石油全面禁輸を招いた南部仏印進駐

41年(昭和16)6月22日の独ソ戦勃発は日本の国策を一気に南部仏印進駐に傾きます。
海軍中枢から外された石川信吾大佐は前年11月軍務局第二課長に復帰し南部仏印
駐を強硬に主張。これが米国との戦争となるなら受けて立つと気負って見せます。

天皇は南部仏印進駐は各国に及ぼす影響が大きいと思って反対であったから、杉山参
謀総長に質すと「なんら影響するところはない、作戦上必要だから進駐します」--と

41年7月14日仏印の軍事協力の一環として加藤外松駐仏大使がダルラン副首相に南部
仏印進駐を要求、21日これが承認されます。

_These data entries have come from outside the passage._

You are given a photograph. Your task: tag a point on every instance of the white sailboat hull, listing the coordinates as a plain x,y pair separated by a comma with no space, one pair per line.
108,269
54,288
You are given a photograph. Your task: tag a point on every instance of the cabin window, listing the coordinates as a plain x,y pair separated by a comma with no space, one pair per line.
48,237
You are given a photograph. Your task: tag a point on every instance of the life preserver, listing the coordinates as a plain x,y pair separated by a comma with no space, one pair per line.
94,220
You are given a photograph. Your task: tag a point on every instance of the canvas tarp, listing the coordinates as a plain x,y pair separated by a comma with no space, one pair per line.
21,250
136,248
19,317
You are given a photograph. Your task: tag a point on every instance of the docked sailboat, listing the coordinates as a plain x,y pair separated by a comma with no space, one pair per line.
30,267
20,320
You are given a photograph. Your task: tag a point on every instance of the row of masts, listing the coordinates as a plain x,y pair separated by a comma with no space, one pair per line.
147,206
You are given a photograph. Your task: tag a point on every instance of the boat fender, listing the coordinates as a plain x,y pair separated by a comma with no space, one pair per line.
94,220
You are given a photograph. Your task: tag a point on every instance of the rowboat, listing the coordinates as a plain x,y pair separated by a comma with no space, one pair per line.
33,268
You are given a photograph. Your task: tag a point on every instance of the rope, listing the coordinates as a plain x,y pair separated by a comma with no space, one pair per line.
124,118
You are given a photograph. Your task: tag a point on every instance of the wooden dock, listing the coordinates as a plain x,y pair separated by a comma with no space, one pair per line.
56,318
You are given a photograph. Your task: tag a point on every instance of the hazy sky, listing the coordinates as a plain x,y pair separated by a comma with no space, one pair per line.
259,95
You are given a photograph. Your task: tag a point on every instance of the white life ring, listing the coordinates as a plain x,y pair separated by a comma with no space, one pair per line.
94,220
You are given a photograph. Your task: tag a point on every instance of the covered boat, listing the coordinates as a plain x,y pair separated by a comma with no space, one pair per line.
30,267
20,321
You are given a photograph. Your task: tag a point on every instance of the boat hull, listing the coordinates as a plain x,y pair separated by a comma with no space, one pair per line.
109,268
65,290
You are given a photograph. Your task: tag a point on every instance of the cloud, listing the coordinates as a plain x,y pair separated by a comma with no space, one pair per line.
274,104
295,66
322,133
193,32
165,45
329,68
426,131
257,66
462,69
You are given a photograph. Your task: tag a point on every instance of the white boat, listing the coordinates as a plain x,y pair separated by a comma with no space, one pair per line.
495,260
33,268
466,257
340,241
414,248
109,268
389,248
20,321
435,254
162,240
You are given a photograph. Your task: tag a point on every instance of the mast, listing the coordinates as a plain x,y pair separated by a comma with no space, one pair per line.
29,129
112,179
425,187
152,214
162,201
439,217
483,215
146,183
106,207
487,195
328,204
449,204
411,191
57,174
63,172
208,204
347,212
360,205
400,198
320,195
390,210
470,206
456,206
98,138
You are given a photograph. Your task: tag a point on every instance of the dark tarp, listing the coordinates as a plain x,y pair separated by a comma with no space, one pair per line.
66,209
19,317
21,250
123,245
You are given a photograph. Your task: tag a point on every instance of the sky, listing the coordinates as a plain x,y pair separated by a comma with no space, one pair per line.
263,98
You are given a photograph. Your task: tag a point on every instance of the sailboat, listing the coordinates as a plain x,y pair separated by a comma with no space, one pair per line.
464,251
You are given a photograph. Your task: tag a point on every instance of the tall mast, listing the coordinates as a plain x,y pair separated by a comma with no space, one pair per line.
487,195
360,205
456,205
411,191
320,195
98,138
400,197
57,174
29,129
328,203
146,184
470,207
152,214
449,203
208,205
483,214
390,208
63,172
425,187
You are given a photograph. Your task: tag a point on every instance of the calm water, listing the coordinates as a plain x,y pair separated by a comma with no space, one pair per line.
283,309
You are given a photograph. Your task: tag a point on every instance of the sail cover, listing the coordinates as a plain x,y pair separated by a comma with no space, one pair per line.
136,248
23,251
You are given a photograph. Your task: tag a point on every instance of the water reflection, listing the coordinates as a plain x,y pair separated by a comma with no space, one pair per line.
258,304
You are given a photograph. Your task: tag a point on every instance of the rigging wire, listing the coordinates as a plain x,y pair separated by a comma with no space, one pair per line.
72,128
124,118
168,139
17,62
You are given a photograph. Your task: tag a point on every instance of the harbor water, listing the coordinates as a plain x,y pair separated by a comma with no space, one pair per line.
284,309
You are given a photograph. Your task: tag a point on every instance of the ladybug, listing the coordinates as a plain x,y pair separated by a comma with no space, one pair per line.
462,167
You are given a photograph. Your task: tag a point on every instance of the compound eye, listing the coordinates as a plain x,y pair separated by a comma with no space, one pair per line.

同日ウェルズ米国務次官は野村吉三郎大
使に、進駐が行われれば従来の会談は無用になると警告。23日の野村の豊田外相宛の
電報は「当方面の対日空気急変の原因は南進にあり」と伝えます。

米国は南部仏印進駐前の日本政府に7月25日米国内にある日本資産の凍結を発令。26
日英国27日蘭印がこれに倣い28日には蘭印が日本への石油供給を停止します。それで
も日本軍は7月28日から31日にかけてカップサンジャック・フォークハイ・バリア・
サイゴン等南部仏印に上陸。8月1日米政府は日本への石油の全面禁輸を発表。

南部仏印進駐は軍事的には無血占領ということで成功したが、政治的には昭和陸軍の
見通しの甘さを浮彫りにしただけで既に失敗していたのである。

参謀本部作戦部長田中新一は、何ら根拠もなしに対米戦を強硬に主張。陸軍省軍務局
武藤章は、太平洋のことは海軍に口火を切らさなければならないと冷静な態度を示
し、海軍の石川信吾大佐は、石油を止められれば戦争だ!と口走ったという。

海軍を日米開戦に扇動した石川は36年欧州、特にナチス・ドイツを視察、米国経由で帰
国しているが、米国の何処を視察してきたのだろうか?石川は見れども見えない典型的な愚将だったのである。